Here, neither party disputes that Washington was an invitee at
Geppetto’s. “It is well-settled that a landowner owes an invitee the duty to exercise
ordinary and reasonable care, which includes keeping the premises in a reasonably
safe condition and warning the invitee of latent or concealed defects of which the
landowner has or should have knowledge.” Caldwell v. Greek Corp., 6th Dist. Lucas
No. L-96-397, 1997 Ohio App. LEXIS 4184, 5 (Sept. 19, 1997), citing Scheibel v.
Lipton 156 Ohio St. 308, 323, 102 N.E.2d 453 (1951). This duty is predicated on a
superior knowledge of the dangers of the premises. Id., citing Debie v. Cochran
Pharmacy-Berwick, Inc., 11 Ohio St.2d 38, 40, 227 N.E.2d 603 (1967). Therefore,
“where negligence revolves around the question of the existence of a hazard or
defect, [that the landowner had] notice, either actual or constructive of such hazard
or defect, is a prerequisite to the duty of reasonable care.” Id., citing Heckert v.
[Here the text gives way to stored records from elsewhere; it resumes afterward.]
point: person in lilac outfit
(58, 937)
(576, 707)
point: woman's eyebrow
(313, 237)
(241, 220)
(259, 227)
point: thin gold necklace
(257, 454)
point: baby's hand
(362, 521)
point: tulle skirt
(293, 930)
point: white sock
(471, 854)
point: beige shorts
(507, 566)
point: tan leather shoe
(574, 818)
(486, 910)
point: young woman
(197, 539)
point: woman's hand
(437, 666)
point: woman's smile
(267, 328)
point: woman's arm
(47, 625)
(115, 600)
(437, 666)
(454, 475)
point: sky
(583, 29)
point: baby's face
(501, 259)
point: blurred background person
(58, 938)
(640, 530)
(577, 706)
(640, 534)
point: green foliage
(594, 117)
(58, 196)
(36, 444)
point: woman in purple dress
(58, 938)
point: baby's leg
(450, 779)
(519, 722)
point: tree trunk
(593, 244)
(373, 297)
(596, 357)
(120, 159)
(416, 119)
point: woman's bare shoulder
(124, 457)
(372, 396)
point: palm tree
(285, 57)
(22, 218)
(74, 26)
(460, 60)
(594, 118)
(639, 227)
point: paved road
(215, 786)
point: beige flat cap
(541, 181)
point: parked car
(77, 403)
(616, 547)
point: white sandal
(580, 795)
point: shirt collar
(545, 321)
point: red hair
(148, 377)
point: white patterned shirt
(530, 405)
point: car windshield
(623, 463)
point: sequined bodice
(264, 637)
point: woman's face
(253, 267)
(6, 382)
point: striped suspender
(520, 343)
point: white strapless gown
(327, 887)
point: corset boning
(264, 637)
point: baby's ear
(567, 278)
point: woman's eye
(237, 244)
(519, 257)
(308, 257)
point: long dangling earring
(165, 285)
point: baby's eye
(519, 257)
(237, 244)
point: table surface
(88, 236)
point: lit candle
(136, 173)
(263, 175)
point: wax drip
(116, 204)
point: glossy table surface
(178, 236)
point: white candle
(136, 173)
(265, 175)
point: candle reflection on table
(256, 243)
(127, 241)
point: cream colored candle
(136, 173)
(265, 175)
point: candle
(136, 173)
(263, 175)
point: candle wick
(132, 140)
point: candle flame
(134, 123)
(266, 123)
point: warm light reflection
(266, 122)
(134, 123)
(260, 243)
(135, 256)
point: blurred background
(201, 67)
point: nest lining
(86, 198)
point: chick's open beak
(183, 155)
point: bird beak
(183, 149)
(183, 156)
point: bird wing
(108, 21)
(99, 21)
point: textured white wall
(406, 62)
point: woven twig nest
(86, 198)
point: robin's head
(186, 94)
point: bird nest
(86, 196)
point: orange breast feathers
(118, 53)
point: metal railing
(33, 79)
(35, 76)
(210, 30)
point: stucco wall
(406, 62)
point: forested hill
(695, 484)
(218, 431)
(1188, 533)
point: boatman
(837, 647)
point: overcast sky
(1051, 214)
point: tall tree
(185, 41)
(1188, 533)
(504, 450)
Patrick, 15 Ohio St.3d 402, 405, 473 N.E.2d 1204 (1984).
Thus, the issue we must resolve is whether Outrage had actual or
constructive notice of the defect. If Outrage did not have actual or constructive
notice of the defect — the allegedly damaged chair — it had no duty to warn
Washington. Generally, notice that is communicated directly to or received by a
responsible party constitutes actual notice. Silverman v. Cleveland, 8th Dist.
Cuyahoga No. 109549, 2021-Ohio-688, ¶ 17, citing Jenkins v. Ohio Dept. of Rehab.
& Corr., 10th Dist. Franklin No. 12AP-787, 2013-Ohio-5106, ¶ 12, and Cleveland v.
Amato, 123 Ohio St. 575, 577, 176 N.E. 227 (1931). A person has constructive notice
of a defect when the defect existed for such a period of time that it would have been
discovered in the exercise of reasonable care. Todd v. Cleveland, 8th Dist. Cuyahoga
No. 98333, 2013-Ohio-101, ¶ 24, citing Bello v. Cleveland, 106 Ohio St. 94, 100, 138
N.E. 526 (1922).
Washington argues that the chair in question was missing at least one
rung before it collapsed under him. Further, Koran stated that restaurant staff
pulled the chairs out nightly to sweep and mop, claiming that “if there was
something wrong with the chair, it would have been noticed and addressed to me.”
Thus, Washington argues that Geppetto’s should have known of the defect in the
chair. We disagree.
The evidence Washington submitted to support his argument that the
chair was broken includes an unclear photograph and an affidavit from a witness
that, as described above, violated both Civ.R. 56(E) and the court’s discovery cut-
off. Further, with respect to the photograph, it is unclear how a photograph allegedly
showing a broken chair, taken after the chair collapsed beneath Washington, would
support Washington’s argument that Outrage had actual or constructive notice of
the defect. It is particularly unclear in the context of constructive notice, which
requires evidence that the condition existed for “such a length of time that the owner
or [its] agent’s failure to warn against it or remove it resulted from their failure to
exercise ordinary care.” Jenkins at ¶ 12, quoting Presley v. Norwood, 36 Ohio St.2d
29, 31-32, 303 N.E.2d 81 (1973).
Outrage presented uncontested evidence that restaurant employees
checked the chairs daily. Washington also stated in his deposition that in his many
visits to the restaurant over the course of 30 years, he had never seen a chair collapse
as it did beneath him. Following our thorough review of the record, we conclude
that the record failed to establish a genuine issue of material fact that Outrage knew
or should have known of a problem with the chair prior to its collapse beneath
Washington.
Because there is no genuine issue of material fact as to Washington’s
negligence claim against Outrage, and Outrage is entitled to judgment as a matter
of law, the trial court’s granting of summary judgment in favor of Outrage was
proper.
Judgment affirmed.
It is ordered that appellee recover from appellant costs herein taxed.
The court finds there were reasonable grounds for this appeal.
It is ordered that a special mandate issue out of this court directing the
common pleas court to carry this judgment into execution.
A certified copy of this entry shall constitute the mandate pursuant to Rule 27
of the Rules of Appellate Procedure.